Matua Valley Sauvignon Blanc 2004 at the sub-£5 offer price represents good value. Typically for the region, there's plenty for the tastebuds with all the usual sauvignon characteristic goosegog and fresh-cut grass flavours. It has plenty of good, crisp acidity as well.

Staying in the Antipodes with a hugely approachable merlot from Australia's Barossa Valley. You might decide that the splendid bottle, complete with embossed pewter label, is worth the money on its own but I urge you to consume the contents also.

I've enjoyed Lisa McGuigan's Tempus Two wines before, although some national publication wine writers turn their nose up.

Matua Valley Sauvignon Blanc 2004, £4.89 from £6.99 at Tesco. 16/20

Tempus Two Pewter Merlot 2003, £6.99 from £9.99 at Tesco. 17/20

Ancien Comte Fitou 2003, £3.99 from £7.99 at Tesco. 16/20

Perhaps this is because the wines have such an easy drinking style. Tempus Two Pewter Merlot 2003 is soft and shows plenty of tasty French oak with high-octane fruit flavours of raspberry, rosehip, strawberry and plum. All rounded off by dark chocolate notes.
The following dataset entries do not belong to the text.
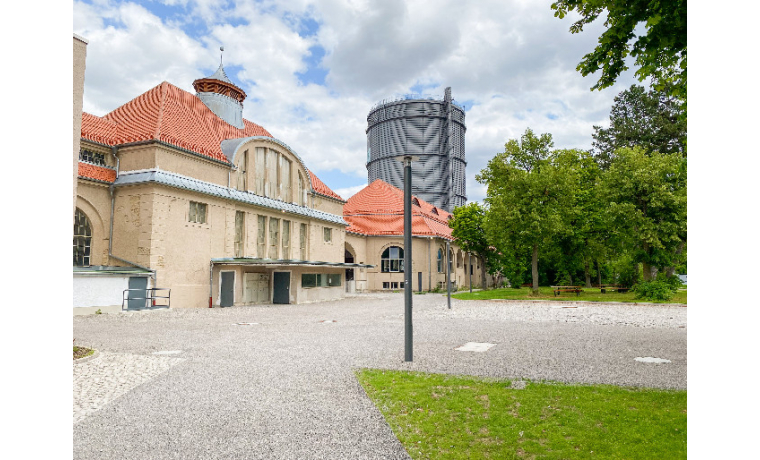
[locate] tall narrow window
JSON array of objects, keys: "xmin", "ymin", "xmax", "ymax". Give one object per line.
[
  {"xmin": 267, "ymin": 217, "xmax": 280, "ymax": 259},
  {"xmin": 298, "ymin": 171, "xmax": 306, "ymax": 206},
  {"xmin": 253, "ymin": 147, "xmax": 267, "ymax": 196},
  {"xmin": 187, "ymin": 201, "xmax": 206, "ymax": 224},
  {"xmin": 264, "ymin": 149, "xmax": 278, "ymax": 198},
  {"xmin": 282, "ymin": 220, "xmax": 290, "ymax": 259},
  {"xmin": 235, "ymin": 211, "xmax": 245, "ymax": 257},
  {"xmin": 256, "ymin": 216, "xmax": 267, "ymax": 258},
  {"xmin": 238, "ymin": 150, "xmax": 248, "ymax": 191},
  {"xmin": 280, "ymin": 155, "xmax": 293, "ymax": 202},
  {"xmin": 299, "ymin": 224, "xmax": 307, "ymax": 260},
  {"xmin": 74, "ymin": 208, "xmax": 92, "ymax": 267},
  {"xmin": 380, "ymin": 246, "xmax": 404, "ymax": 273}
]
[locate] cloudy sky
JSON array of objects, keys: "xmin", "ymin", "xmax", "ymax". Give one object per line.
[{"xmin": 74, "ymin": 0, "xmax": 637, "ymax": 201}]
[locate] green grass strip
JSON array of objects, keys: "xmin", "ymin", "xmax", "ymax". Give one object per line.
[
  {"xmin": 451, "ymin": 286, "xmax": 686, "ymax": 304},
  {"xmin": 357, "ymin": 369, "xmax": 686, "ymax": 459}
]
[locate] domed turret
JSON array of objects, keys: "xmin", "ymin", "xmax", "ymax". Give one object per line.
[{"xmin": 193, "ymin": 53, "xmax": 246, "ymax": 129}]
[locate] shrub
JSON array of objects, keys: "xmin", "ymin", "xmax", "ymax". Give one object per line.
[{"xmin": 633, "ymin": 279, "xmax": 678, "ymax": 302}]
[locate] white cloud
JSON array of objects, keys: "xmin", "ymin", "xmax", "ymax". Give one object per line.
[{"xmin": 74, "ymin": 0, "xmax": 648, "ymax": 200}]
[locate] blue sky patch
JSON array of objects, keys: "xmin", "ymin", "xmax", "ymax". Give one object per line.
[{"xmin": 296, "ymin": 45, "xmax": 328, "ymax": 86}]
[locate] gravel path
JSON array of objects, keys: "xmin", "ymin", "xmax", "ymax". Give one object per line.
[{"xmin": 74, "ymin": 294, "xmax": 686, "ymax": 459}]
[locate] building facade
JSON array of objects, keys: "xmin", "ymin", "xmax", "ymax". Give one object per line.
[
  {"xmin": 74, "ymin": 60, "xmax": 370, "ymax": 312},
  {"xmin": 343, "ymin": 179, "xmax": 492, "ymax": 292},
  {"xmin": 367, "ymin": 88, "xmax": 467, "ymax": 212}
]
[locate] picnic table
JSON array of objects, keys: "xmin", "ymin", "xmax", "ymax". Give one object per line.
[
  {"xmin": 599, "ymin": 284, "xmax": 629, "ymax": 294},
  {"xmin": 552, "ymin": 286, "xmax": 583, "ymax": 297}
]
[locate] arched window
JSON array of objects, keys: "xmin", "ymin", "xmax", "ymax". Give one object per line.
[
  {"xmin": 74, "ymin": 208, "xmax": 92, "ymax": 267},
  {"xmin": 380, "ymin": 246, "xmax": 404, "ymax": 273}
]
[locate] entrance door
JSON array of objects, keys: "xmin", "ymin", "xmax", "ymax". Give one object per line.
[
  {"xmin": 272, "ymin": 272, "xmax": 290, "ymax": 304},
  {"xmin": 219, "ymin": 272, "xmax": 235, "ymax": 307},
  {"xmin": 127, "ymin": 276, "xmax": 148, "ymax": 310}
]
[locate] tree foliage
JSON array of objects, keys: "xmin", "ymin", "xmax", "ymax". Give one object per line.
[
  {"xmin": 602, "ymin": 147, "xmax": 687, "ymax": 281},
  {"xmin": 476, "ymin": 128, "xmax": 575, "ymax": 292},
  {"xmin": 551, "ymin": 0, "xmax": 686, "ymax": 104},
  {"xmin": 449, "ymin": 202, "xmax": 500, "ymax": 289},
  {"xmin": 592, "ymin": 85, "xmax": 686, "ymax": 169}
]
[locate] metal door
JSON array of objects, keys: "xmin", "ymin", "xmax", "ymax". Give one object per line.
[
  {"xmin": 127, "ymin": 276, "xmax": 148, "ymax": 310},
  {"xmin": 272, "ymin": 272, "xmax": 290, "ymax": 304},
  {"xmin": 219, "ymin": 272, "xmax": 235, "ymax": 307}
]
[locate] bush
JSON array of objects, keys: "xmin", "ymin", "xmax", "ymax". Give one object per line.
[{"xmin": 633, "ymin": 278, "xmax": 678, "ymax": 302}]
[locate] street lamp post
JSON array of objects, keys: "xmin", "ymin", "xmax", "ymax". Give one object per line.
[{"xmin": 396, "ymin": 155, "xmax": 419, "ymax": 362}]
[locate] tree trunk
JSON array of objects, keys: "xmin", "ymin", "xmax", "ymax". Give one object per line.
[
  {"xmin": 480, "ymin": 256, "xmax": 486, "ymax": 291},
  {"xmin": 531, "ymin": 244, "xmax": 538, "ymax": 296},
  {"xmin": 583, "ymin": 259, "xmax": 591, "ymax": 287},
  {"xmin": 594, "ymin": 260, "xmax": 602, "ymax": 287}
]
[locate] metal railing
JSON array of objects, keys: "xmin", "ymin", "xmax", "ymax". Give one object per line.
[{"xmin": 121, "ymin": 288, "xmax": 172, "ymax": 310}]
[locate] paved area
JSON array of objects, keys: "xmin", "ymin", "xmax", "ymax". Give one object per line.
[{"xmin": 74, "ymin": 294, "xmax": 686, "ymax": 459}]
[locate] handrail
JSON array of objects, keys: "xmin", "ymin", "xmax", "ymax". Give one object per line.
[{"xmin": 121, "ymin": 288, "xmax": 172, "ymax": 310}]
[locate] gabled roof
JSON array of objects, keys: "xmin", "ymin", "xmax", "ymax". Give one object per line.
[
  {"xmin": 308, "ymin": 169, "xmax": 346, "ymax": 202},
  {"xmin": 82, "ymin": 82, "xmax": 272, "ymax": 163},
  {"xmin": 343, "ymin": 179, "xmax": 453, "ymax": 240}
]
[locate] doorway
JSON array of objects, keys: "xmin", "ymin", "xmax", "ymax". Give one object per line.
[
  {"xmin": 219, "ymin": 272, "xmax": 235, "ymax": 307},
  {"xmin": 272, "ymin": 272, "xmax": 290, "ymax": 304}
]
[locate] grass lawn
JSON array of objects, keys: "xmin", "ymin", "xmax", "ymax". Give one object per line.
[
  {"xmin": 451, "ymin": 286, "xmax": 686, "ymax": 304},
  {"xmin": 357, "ymin": 369, "xmax": 686, "ymax": 459}
]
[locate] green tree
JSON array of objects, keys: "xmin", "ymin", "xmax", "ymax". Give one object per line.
[
  {"xmin": 551, "ymin": 0, "xmax": 686, "ymax": 106},
  {"xmin": 602, "ymin": 147, "xmax": 686, "ymax": 281},
  {"xmin": 592, "ymin": 85, "xmax": 686, "ymax": 169},
  {"xmin": 449, "ymin": 202, "xmax": 499, "ymax": 289},
  {"xmin": 476, "ymin": 128, "xmax": 573, "ymax": 294}
]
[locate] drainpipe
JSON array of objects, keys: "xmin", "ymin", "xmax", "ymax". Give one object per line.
[
  {"xmin": 108, "ymin": 146, "xmax": 157, "ymax": 287},
  {"xmin": 208, "ymin": 260, "xmax": 214, "ymax": 308}
]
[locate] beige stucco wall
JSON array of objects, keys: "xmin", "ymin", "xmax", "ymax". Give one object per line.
[
  {"xmin": 346, "ymin": 233, "xmax": 482, "ymax": 291},
  {"xmin": 107, "ymin": 178, "xmax": 345, "ymax": 308},
  {"xmin": 71, "ymin": 35, "xmax": 87, "ymax": 219}
]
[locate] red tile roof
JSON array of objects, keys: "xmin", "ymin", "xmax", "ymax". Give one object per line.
[
  {"xmin": 79, "ymin": 161, "xmax": 116, "ymax": 182},
  {"xmin": 343, "ymin": 179, "xmax": 452, "ymax": 240},
  {"xmin": 82, "ymin": 82, "xmax": 272, "ymax": 163},
  {"xmin": 309, "ymin": 170, "xmax": 346, "ymax": 201}
]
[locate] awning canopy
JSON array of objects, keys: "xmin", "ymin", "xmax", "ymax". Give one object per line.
[{"xmin": 211, "ymin": 257, "xmax": 375, "ymax": 268}]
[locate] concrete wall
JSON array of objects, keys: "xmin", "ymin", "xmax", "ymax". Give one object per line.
[
  {"xmin": 346, "ymin": 234, "xmax": 490, "ymax": 292},
  {"xmin": 74, "ymin": 274, "xmax": 129, "ymax": 315},
  {"xmin": 71, "ymin": 35, "xmax": 87, "ymax": 221}
]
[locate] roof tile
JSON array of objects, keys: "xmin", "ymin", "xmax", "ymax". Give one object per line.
[{"xmin": 343, "ymin": 179, "xmax": 452, "ymax": 240}]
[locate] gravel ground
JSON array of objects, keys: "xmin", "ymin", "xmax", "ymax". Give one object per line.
[{"xmin": 74, "ymin": 294, "xmax": 686, "ymax": 459}]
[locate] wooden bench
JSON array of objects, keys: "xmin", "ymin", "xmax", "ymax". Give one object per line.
[
  {"xmin": 552, "ymin": 286, "xmax": 583, "ymax": 297},
  {"xmin": 599, "ymin": 284, "xmax": 630, "ymax": 294}
]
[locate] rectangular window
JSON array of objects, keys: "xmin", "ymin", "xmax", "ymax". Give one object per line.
[
  {"xmin": 301, "ymin": 273, "xmax": 317, "ymax": 287},
  {"xmin": 256, "ymin": 216, "xmax": 267, "ymax": 258},
  {"xmin": 280, "ymin": 156, "xmax": 293, "ymax": 203},
  {"xmin": 282, "ymin": 220, "xmax": 290, "ymax": 259},
  {"xmin": 79, "ymin": 149, "xmax": 106, "ymax": 166},
  {"xmin": 235, "ymin": 211, "xmax": 245, "ymax": 257},
  {"xmin": 238, "ymin": 150, "xmax": 248, "ymax": 191},
  {"xmin": 187, "ymin": 201, "xmax": 206, "ymax": 224},
  {"xmin": 267, "ymin": 217, "xmax": 280, "ymax": 259},
  {"xmin": 300, "ymin": 224, "xmax": 307, "ymax": 260},
  {"xmin": 253, "ymin": 147, "xmax": 267, "ymax": 196}
]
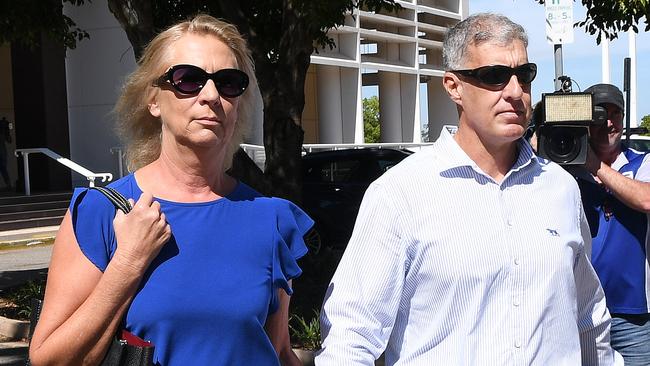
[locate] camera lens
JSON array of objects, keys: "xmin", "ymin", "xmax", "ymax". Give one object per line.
[{"xmin": 546, "ymin": 127, "xmax": 580, "ymax": 163}]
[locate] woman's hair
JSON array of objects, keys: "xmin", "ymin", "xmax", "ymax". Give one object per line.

Finally to the Old World and the Languedoc. Not only famous for being the Oc in vin de pays d'Oc, the area in the south-west of France also has some good, relatively inexpensive appellations.

Ancien Comte Fitou 2003 is from the Mont Tauch co-operative, it's best with food and so you should save this one for a dinner party.

Grapes from vielle vignes are put through modern wine production methods to produce a vibrant, well-oaked red with plenty of tannin. The wine is truly spicy and peppery, you have been warned. The fruit flavours are dark and underpinned by lingering flavours of fennel root.

Who knows where there's a party happening tonight?